ENDS Europe DAILY, October 10, 2006


[Rachel's introduction: Jubilant environmentalists hailed the committee vote on REACH as a "vital step towards protecting health and environment from chemical contamination." The chemical manufacturing sector will be wincing but consumer product maker Unilever, a big downstream user of chemicals, welcomed the vote.]

The European parliament's environment committee has adopted a string of strongly pro-environment changes to EU governments' first-reading position on the Reach chemical policy reform. The move is likely to force significant concessions from governments as the Reach negotiations enter their final stages.

Voting at its second reading of the law on Tuesday morning, the committee repeated the parliament's earlier insistence on stronger rules for replacing dangerous chemicals with safer alternatives. But it went further by reversing the parliament's acceptance of several concessions to industry that were adopted by the council of ministers (see sidebar, below).

Italian socialist rapporteur MEP Guido Sacconi, who saw the committee back almost all of his proposals, called the move a "politically respectable decision". The package of changes was backed by 42 votes to 12, with six abstentions. But his counterpart from the centre- right EPP party, Dutch MEP Ria Oomen-Ruijten, complained that the committee's version of Reach would be "almost impossible to put into practice".

The vote will trigger talks between the parliament and council of ministers as they seek to avoid entering the conciliation procedure, a politically-hazardous process of last-minute horse-trading that would delay adoption of Reach. Diplomats meet on Thursday and Friday to discuss the outcome of the vote.

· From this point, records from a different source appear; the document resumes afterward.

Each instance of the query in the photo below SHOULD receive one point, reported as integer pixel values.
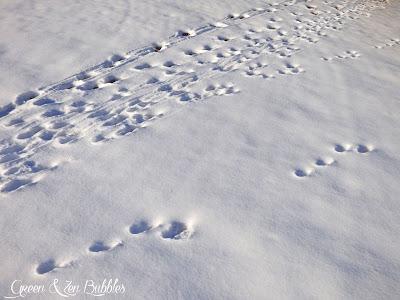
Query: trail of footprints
(130, 91)
(352, 54)
(388, 43)
(323, 162)
(173, 231)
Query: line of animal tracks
(132, 90)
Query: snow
(251, 153)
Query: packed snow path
(130, 91)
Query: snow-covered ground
(200, 149)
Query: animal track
(130, 91)
(99, 246)
(176, 230)
(388, 43)
(352, 54)
(49, 266)
(328, 161)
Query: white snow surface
(201, 149)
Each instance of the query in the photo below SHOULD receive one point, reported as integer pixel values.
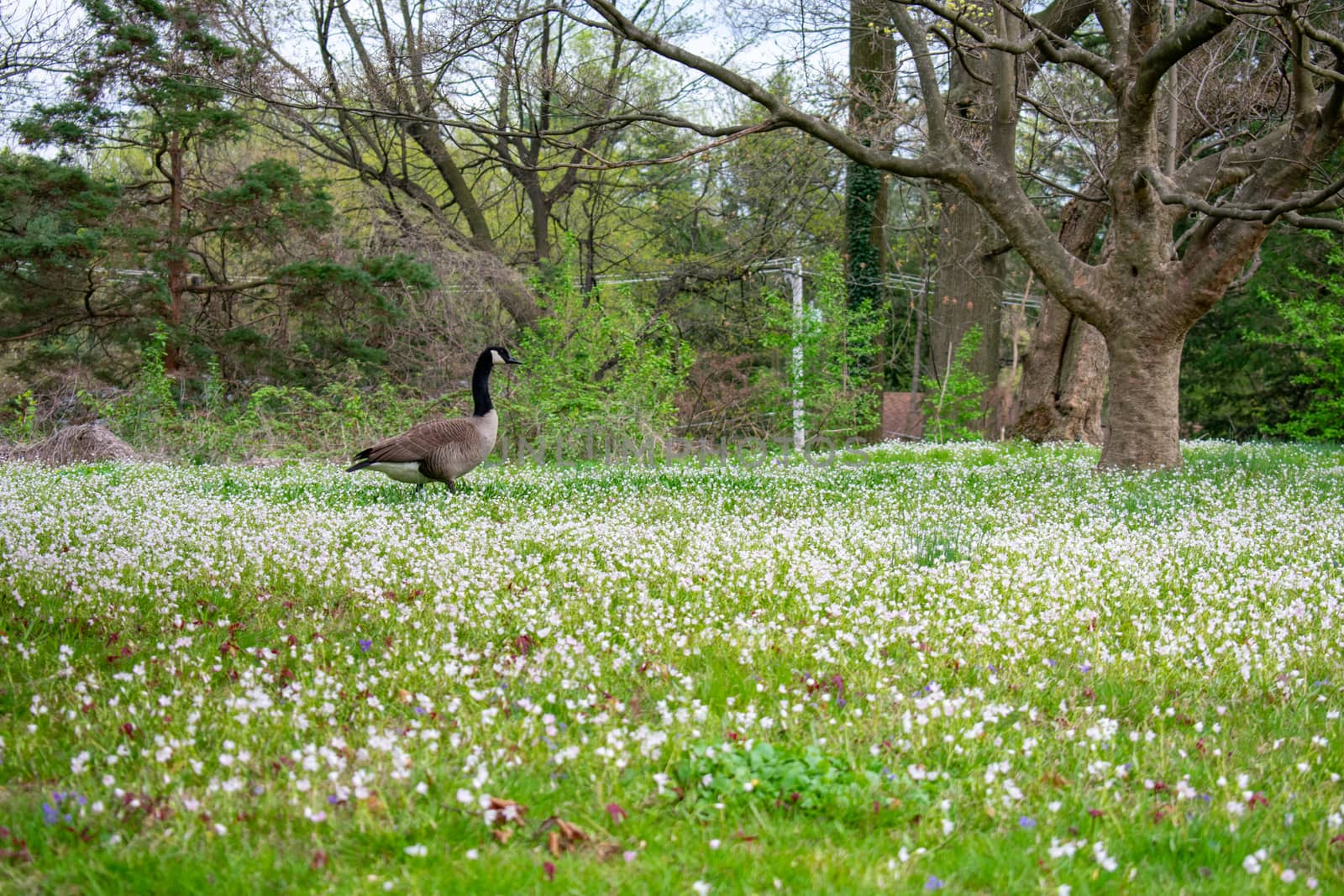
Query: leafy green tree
(1260, 367)
(239, 261)
(51, 219)
(1314, 308)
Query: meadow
(958, 668)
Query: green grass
(958, 665)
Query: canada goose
(443, 450)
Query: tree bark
(969, 285)
(1063, 375)
(176, 261)
(1142, 418)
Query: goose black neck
(481, 385)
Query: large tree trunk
(1142, 419)
(1063, 375)
(1063, 380)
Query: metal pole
(800, 434)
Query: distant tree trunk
(1063, 375)
(871, 62)
(969, 285)
(176, 255)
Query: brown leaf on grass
(561, 836)
(1054, 779)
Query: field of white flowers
(976, 669)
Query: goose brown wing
(420, 443)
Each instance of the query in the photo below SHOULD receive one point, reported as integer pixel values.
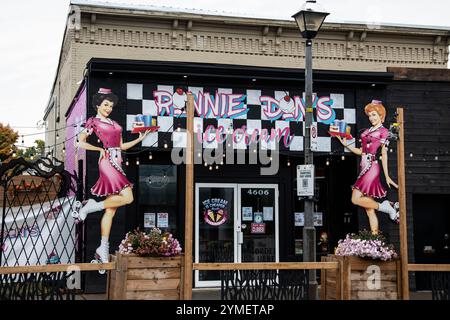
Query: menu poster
(247, 214)
(149, 220)
(268, 213)
(163, 220)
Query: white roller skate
(392, 209)
(101, 255)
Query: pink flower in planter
(154, 243)
(366, 245)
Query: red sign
(258, 228)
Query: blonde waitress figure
(368, 186)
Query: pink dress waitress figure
(112, 182)
(368, 186)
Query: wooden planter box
(146, 278)
(355, 279)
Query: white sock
(386, 207)
(105, 241)
(99, 205)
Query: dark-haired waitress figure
(112, 182)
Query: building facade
(240, 70)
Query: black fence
(37, 227)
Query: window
(158, 196)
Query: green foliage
(8, 137)
(34, 152)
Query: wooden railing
(429, 267)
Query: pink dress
(368, 181)
(112, 179)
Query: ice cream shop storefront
(248, 143)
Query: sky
(28, 67)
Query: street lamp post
(309, 20)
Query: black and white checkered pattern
(172, 128)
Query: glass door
(215, 225)
(234, 223)
(258, 223)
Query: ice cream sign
(222, 105)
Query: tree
(8, 137)
(34, 152)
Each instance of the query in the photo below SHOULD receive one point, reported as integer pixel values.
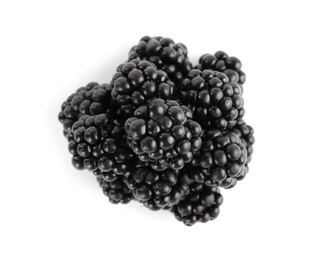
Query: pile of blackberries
(162, 132)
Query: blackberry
(156, 190)
(199, 206)
(115, 188)
(246, 133)
(136, 82)
(222, 158)
(163, 134)
(220, 61)
(165, 54)
(90, 100)
(99, 142)
(216, 101)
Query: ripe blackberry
(156, 190)
(163, 134)
(136, 82)
(222, 159)
(165, 54)
(199, 206)
(246, 133)
(115, 188)
(217, 101)
(98, 142)
(220, 61)
(90, 100)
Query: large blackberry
(156, 190)
(199, 206)
(165, 54)
(222, 159)
(136, 82)
(90, 100)
(98, 142)
(115, 187)
(220, 61)
(217, 101)
(163, 134)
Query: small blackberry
(199, 206)
(90, 100)
(222, 158)
(165, 54)
(98, 142)
(246, 133)
(115, 187)
(156, 190)
(136, 82)
(163, 134)
(217, 101)
(220, 61)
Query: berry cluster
(163, 133)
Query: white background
(48, 210)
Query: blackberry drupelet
(216, 101)
(99, 142)
(115, 188)
(222, 159)
(220, 61)
(90, 100)
(136, 82)
(199, 206)
(156, 190)
(165, 54)
(162, 134)
(246, 133)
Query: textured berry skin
(136, 82)
(114, 187)
(216, 101)
(163, 134)
(222, 159)
(165, 54)
(90, 100)
(98, 142)
(156, 190)
(220, 61)
(200, 205)
(246, 133)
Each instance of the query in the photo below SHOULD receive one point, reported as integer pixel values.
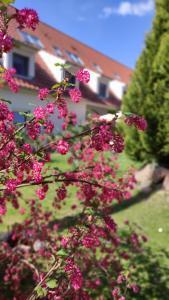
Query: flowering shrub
(89, 259)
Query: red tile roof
(51, 37)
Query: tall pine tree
(148, 93)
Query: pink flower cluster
(139, 122)
(83, 76)
(6, 43)
(8, 77)
(62, 147)
(27, 18)
(75, 274)
(75, 94)
(43, 93)
(39, 113)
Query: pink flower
(8, 77)
(139, 122)
(83, 75)
(117, 143)
(62, 110)
(11, 184)
(61, 193)
(43, 93)
(62, 147)
(110, 223)
(22, 210)
(39, 112)
(75, 94)
(115, 293)
(75, 275)
(27, 148)
(27, 18)
(6, 43)
(3, 210)
(50, 107)
(40, 193)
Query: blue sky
(115, 27)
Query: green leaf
(128, 114)
(3, 8)
(41, 292)
(55, 86)
(7, 1)
(28, 115)
(65, 66)
(8, 101)
(51, 283)
(61, 252)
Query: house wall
(50, 60)
(117, 87)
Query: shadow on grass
(68, 221)
(152, 275)
(139, 197)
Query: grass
(150, 212)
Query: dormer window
(97, 68)
(116, 76)
(72, 78)
(21, 64)
(102, 90)
(32, 39)
(57, 51)
(74, 57)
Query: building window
(32, 39)
(97, 68)
(116, 76)
(21, 64)
(102, 90)
(74, 57)
(18, 118)
(58, 52)
(72, 78)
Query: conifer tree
(148, 93)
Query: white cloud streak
(125, 8)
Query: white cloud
(140, 8)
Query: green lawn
(150, 212)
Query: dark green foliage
(148, 93)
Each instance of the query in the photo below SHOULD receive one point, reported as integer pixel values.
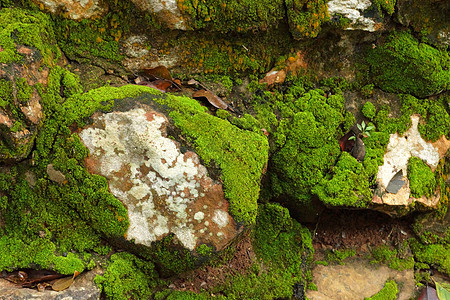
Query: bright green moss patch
(225, 16)
(306, 17)
(436, 255)
(127, 277)
(348, 186)
(421, 177)
(241, 159)
(31, 29)
(403, 65)
(388, 292)
(369, 111)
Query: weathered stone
(166, 11)
(83, 288)
(353, 10)
(358, 279)
(166, 190)
(75, 9)
(399, 151)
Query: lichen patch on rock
(165, 191)
(399, 150)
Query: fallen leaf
(159, 72)
(212, 98)
(442, 292)
(396, 183)
(428, 293)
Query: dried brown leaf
(212, 98)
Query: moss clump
(403, 65)
(369, 111)
(128, 277)
(306, 17)
(387, 6)
(31, 29)
(422, 179)
(388, 292)
(225, 16)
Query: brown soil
(341, 229)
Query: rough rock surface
(18, 130)
(83, 288)
(165, 190)
(75, 9)
(167, 12)
(358, 279)
(399, 150)
(353, 10)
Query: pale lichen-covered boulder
(356, 12)
(75, 10)
(395, 168)
(164, 184)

Had the committee's support for changes to the ministerial position been weaker, governments might have been tempted to gamble that the parliament's plenary assembly, which tends to take a more conservative line on environment policy, would reject them. This would have allowed the ministerial position to enter force largely intact.

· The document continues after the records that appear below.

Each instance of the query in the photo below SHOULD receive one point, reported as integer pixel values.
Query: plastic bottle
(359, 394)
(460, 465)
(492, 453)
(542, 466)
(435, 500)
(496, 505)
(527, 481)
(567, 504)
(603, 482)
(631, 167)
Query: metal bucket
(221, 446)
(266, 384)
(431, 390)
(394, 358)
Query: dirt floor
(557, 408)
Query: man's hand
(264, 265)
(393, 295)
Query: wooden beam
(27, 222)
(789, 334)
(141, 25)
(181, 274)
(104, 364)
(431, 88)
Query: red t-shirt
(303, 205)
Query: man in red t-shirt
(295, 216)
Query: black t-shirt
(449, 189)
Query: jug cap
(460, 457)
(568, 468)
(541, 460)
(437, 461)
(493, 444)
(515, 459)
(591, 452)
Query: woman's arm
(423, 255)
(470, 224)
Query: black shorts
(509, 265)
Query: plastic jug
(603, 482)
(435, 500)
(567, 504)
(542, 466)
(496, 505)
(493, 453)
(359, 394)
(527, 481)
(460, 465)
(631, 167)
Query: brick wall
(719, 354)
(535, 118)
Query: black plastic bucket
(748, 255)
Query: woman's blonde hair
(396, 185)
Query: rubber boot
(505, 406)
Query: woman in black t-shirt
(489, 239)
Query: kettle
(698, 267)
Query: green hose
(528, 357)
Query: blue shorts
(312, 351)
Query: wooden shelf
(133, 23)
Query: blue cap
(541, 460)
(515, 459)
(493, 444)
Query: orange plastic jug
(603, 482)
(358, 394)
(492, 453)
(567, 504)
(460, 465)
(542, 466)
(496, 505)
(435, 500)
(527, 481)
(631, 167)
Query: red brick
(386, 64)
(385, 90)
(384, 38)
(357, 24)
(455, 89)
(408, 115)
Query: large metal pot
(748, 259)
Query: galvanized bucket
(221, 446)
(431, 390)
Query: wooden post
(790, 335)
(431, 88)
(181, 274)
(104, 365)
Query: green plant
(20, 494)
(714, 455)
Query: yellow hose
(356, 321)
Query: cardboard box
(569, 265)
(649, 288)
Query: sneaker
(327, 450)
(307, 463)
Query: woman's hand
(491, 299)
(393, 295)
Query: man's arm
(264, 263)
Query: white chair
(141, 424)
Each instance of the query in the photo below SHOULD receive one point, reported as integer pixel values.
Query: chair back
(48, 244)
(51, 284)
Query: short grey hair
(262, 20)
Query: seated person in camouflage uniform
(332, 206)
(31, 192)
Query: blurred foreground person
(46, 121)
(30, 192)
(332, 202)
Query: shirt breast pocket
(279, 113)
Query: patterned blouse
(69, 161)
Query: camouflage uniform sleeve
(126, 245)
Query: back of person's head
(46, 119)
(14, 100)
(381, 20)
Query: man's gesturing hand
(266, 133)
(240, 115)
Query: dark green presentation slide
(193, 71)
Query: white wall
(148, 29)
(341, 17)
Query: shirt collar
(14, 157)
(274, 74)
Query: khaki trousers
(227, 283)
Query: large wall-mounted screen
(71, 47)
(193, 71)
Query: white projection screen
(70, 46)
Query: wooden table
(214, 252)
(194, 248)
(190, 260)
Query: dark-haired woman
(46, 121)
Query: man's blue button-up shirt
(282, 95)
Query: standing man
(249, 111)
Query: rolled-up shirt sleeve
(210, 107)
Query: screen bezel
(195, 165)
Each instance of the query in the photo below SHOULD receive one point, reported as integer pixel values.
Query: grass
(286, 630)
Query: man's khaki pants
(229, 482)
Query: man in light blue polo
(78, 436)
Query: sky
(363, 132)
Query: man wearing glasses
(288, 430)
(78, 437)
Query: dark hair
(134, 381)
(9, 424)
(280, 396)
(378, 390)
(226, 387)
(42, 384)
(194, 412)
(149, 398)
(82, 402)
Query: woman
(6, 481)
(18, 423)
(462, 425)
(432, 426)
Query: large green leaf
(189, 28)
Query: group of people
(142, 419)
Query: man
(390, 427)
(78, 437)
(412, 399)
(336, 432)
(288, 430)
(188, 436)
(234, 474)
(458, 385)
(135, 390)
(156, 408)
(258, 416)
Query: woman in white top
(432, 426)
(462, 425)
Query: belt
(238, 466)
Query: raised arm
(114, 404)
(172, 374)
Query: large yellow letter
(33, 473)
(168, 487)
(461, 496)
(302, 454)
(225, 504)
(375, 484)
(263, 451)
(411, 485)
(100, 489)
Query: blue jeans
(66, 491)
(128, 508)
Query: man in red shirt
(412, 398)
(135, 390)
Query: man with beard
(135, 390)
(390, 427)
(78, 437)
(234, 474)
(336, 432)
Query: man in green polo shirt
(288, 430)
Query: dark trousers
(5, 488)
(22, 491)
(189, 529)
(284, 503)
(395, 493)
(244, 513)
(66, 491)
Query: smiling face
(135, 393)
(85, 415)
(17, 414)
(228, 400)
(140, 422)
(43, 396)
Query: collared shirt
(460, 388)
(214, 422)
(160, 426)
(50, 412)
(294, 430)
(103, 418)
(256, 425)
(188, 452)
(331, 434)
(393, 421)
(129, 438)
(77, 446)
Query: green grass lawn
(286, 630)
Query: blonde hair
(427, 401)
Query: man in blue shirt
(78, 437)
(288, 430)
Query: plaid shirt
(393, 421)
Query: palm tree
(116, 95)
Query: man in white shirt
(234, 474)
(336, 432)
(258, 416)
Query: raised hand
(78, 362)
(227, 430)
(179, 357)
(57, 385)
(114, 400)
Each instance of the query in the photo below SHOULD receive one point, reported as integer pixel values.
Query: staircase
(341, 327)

But the scale of changes suggested by the committee is such that governments are likely to seek a deal that could be endorsed by both the plenary session and by ministers. Mr Sacconi predicted that the chances of avoiding conciliation were now 70 per cent. Other parliamentary sources said the council would be almost certain to compromise.

The talks will focus on Reach's authorisation provisions. The rapporteur gave a hint of his bottom line in the talks: as a minimum there should be an assessment of alternatives for all substances of high concern, and authorisations should not be granted if they are found to be available, he said.

Jubilant environmentalists hailed the committee vote as a "vital step towards protecting health and environment from chemical contamination." The chemical manufacturing sector will be wincing but consumer product maker Unilever, a big downstream user of chemicals, welcomed the vote. Organisations representing small and medium-sized business said the result contained both positives and negatives.

Follow-up: European parliament environment committee

See also Green NGOs press release, plus releases from the Socialists, the EPP [European People's Party], the Liberals, and the Greens.


Sidebar: Committee's second-reading Reach vote in detail

At their second reading of the EU's Reach regulation in Brussels on Tuesday MEPs [members of the European Parliament] on the environment committee challenged governments by adopting a position significantly greener than the one adopted by the parliament's plenary session last year. In the words of one parliamentary source favouring an environmentally robust Reach: "they kept all the good bits and threw out all the bad bits".


Reach's scope would be expanded by including polymers under the regulation within at the latest six years.


The committee's preferred version of this stage of Reach would place significantly more responsibilities on firms: chemical safety reports would be required for substances produced between 1 and 10 tonnes. More basic data would also be required for these. More downstream uses would have to be reported and there would be earlier registration of some substances in the range up to 100 tonnes.


The key difference of opinion with ministers from first reading remains: MEPs want mandatory substitution of VHCs [very high concern chemicals] where alternatives exist. Dangerous chemicals would only be authorised for use if there were no alternative, if the socioeconomic benefits outweighed the risks and if the risk could be adequately controlled. The council of ministers, meanwhile, says some dangerous substances should continue to be used if their risks can be controlled, irrespective of whether alternatives exist.

In addition the parliament said authorisations should be limited to five years, that they should always be accompanied by a substitution plan, and that all dangerous substances should appear on a candidate list of substances for authorisation. The parliament would be able to veto European commission decisions on authorisations. Nanoparticles would be covered by authorisation, but ores and concentrates would be exempt. There would be earlier restrictions on substances of very high concern (VHCs) contained in imported consumer articles.


There would be a general and legally binding duty of care on manufacturers to make, handle and use their products in ways that do not harm health or the environment.


The promotion of non-animal testing would be included as an overall objective of Reach. There would be automatic replacement of animal tests as soon as alternatives were available.